The House select committee investigating the Capitol riot held its third hearing on Thursday in which the roles Trump and Pence played that day took center stage and included testimony that showed the former vice president had to seek shelter for more than four hours as rioters rampaged throughout the building, shouting, “Hang Mike Pence.”
But Pence, 63, wasn’t watching the hearing, he was in Ohio campaigning for Gov. Mike DeWine and a Republican congressman — part of a carefully coordinated effort to return to the national political scene as he weighs a presidential run in 2024, the Wall Street Journal reported.
At the House hearing, testimony revealed the former president had a heated phone call from the Oval Office with his No. 2 the morning of Jan. 6 when Trump called him a “wimp” and the “p-word.”
“The conversation was pretty heated,” Ivanka Trump said in a videotaped deposition played at the hearing. “It was a different tone than I heard him take with the vice president before.”
And as the mob stormed the Capitol, overpowering law enforcement officers and sending lawmakers scrambling for shelter, Trump posted a Twitter message: “Mike Pence doesn’t have the courage to do what should have been done to protect our country.”
Faced with the impending threat, the Secret Service escorted Pence and his family to a secure location in the Capitol where he remained for four and a half hours and where rioters came within 40 feet of him.
To this day, Pence chooses the locations where he is speaking carefully and often hears calls of “Traitor” and boos from Trump backers in the audience.
He and Trump haven’t spoken in a year.
But Pence said as he travels across the country, people approach him to thank him for doing his duty on Jan. 6.
And while he said he has no desire to relitigate the 2020 presidential election, the stories Americans tell him during his travels lay out what their priorities are.
“Everywhere I go across the country, I can tell you, the American people are hurting,” Pence told the newspaper. “Inflation is at a 40-year high, $5-a-gallon gas and higher, the crisis at our border that I saw firsthand on Monday. A crime wave impacting our cities. It’s one of the reasons I’m so determined to be out supporting candidates for the House, the Senate and governors.”
In his speeches, he still touts the accomplishments of the Trump/Pence administration even as he acknowledges the difference between him and the former president.
“The president and I had very different styles, we’re different men,” Pence said. “But we were working shoulder to shoulder … and we delivered for the American people.”
He said he will decide whether to run for the White House in early 2023, a decision that will come based on prayer and discussions with friends but also on Trump’s 2024 intentions.
Still some say Pence would have to walk a tightrope when it comes to the Trump faithful.
“The Trump base in many states is very firm and very loyal,” Pennsylvania pollster Terry Madonna told the Wall Street Journal. “That’s Pence’s problem.

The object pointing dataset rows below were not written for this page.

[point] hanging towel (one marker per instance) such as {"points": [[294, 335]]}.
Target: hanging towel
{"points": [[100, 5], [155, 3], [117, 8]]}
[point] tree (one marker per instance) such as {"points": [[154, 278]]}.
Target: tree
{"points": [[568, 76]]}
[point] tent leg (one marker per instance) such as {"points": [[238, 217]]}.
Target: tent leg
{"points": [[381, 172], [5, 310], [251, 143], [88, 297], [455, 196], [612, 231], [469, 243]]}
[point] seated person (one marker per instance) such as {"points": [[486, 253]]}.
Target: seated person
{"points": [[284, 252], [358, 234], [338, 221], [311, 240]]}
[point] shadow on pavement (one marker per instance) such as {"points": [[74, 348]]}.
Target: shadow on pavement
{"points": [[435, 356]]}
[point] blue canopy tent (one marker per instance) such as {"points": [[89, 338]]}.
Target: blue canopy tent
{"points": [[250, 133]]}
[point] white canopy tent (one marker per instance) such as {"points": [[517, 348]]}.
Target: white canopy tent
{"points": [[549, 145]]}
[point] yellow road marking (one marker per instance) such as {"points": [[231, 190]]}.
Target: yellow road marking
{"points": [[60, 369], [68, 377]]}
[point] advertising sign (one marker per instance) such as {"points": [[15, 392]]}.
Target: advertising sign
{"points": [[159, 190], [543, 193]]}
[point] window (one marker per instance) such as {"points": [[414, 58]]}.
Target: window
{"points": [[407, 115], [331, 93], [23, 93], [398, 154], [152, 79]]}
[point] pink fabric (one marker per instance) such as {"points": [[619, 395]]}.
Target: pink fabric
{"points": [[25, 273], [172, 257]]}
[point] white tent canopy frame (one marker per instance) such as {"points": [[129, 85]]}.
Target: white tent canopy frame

He has to find a way to move some of those people over to him and campaign without alienating that base.”
Matt Moore, a Republican campaign consultant and former South Carolina party chairman, said Pence has already been damagd by Trump’s comments.
“Fair or not, Pence is diminished in the eyes of the base because President Trump doesn’t like him,” he told the publication. “Pence is a natural South Carolina candidate, but not in the time of Trump.”